For decades, beleaguered software engineers have been reciting a well-worn mantra to their over-demanding managers: "You can have it fast, good, or cheap. Pick two." Actually, the truth embodied in that line is so ineluctable that it probably dates back, in grunt form, to the Stone Age. Whatever you're building – a new e-commerce website, a rudimentary flint spear – you need to decide. Doing it quickly and cheaply won't result in high quality; low-cost and good won't be quick; quick and high quality will cost you. This is what's known as the "triple constraint", or the "iron triangle", and history is littered with the corpses of businesspeople and politicians who foolishly thought they could ignore it. Respect it, on the other hand, and even the sky may be no limit. When JFK promised to get a man on the moon within a decade, he wisely didn't also promise to get it done cheap.

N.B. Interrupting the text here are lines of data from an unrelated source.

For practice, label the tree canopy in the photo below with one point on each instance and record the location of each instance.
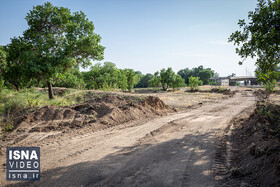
(203, 73)
(56, 40)
(260, 39)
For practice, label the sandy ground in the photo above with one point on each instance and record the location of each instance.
(174, 150)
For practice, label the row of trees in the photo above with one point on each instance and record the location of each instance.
(55, 42)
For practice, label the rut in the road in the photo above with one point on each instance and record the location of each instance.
(173, 150)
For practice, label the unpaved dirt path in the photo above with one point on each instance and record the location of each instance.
(174, 150)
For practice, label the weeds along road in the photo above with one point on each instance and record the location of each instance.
(174, 150)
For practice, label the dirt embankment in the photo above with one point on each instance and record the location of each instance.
(251, 152)
(96, 114)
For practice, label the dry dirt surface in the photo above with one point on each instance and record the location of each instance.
(172, 150)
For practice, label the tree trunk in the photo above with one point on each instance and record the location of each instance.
(50, 90)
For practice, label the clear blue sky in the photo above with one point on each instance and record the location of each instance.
(148, 35)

Once you start looking, triple constraints are everywhere in life, as the entrepreneur Ben Casnocha noted recently on his blog. Holidays can be exotic and/or cheap and/or relaxing, but not all three; home-cooked food can be tasty and/or nutritious and/or easy to make. (A romantic partner, Casnocha contends more provocatively, can be "hot, smart or emotionally stable: pick two.") We're rarely too troubled by double constraints, because they tend to be obvious: everybody realises you can't be a Buddhist monk while pursuing a career as a Wall Street banker, just like you can't be both single and married, or live year-round in both London and Madrid. But triple constraints are perilous, because it's easy to deceive yourself that you can beat them. Take that overused cliche about "having it all": it's tempting to imagine that, somehow, both spouses in a household could find a way to work full-time, with each spending many hours with the kids and getting all the housework done. But in reality, if you can't pay someone else to do the cleaning, maybe you'll have to settle for living in a less-than-spotless house.
All too often, we respond to such tradeoffs not by choosing, but trying to avoid choosing – and screwing ourselves up in the process. Some people strive "harder and harder, endlessly pursuing perfection in a way that undermines their feelings of satisfaction in what they do have", writes the psychoanalyst Jennifer Kunst. Others get "locked in a state of paralysis in which they can't choose a path at all, because choosing to have something means choosing to not have something else". What they don't realise, Kunst adds, is that there's liberation in seeing constraints for what they are. The false hope of a magical solution gets replaced by the exhilaration of real options: things you can truly make happen.
This thought is nowhere better expressed than in a line from Sheldon Kopp's 1972 book If You Meet The Buddha On The Road, Kill Him!, mentioned here previously: "You are free to do whatever you like. You need only face the consequences." This isn't the fake freedom of self-help, with its bogus promise that anything's possible, consequence-free. But nor is it the easy cynicism of resignation. Yes, you really can try doing that thing you've always wanted to do, or leave a job or a city or a marriage. And, yes, there'll be consequences. You can heed that fact, or get hamstrung by it. Pick one.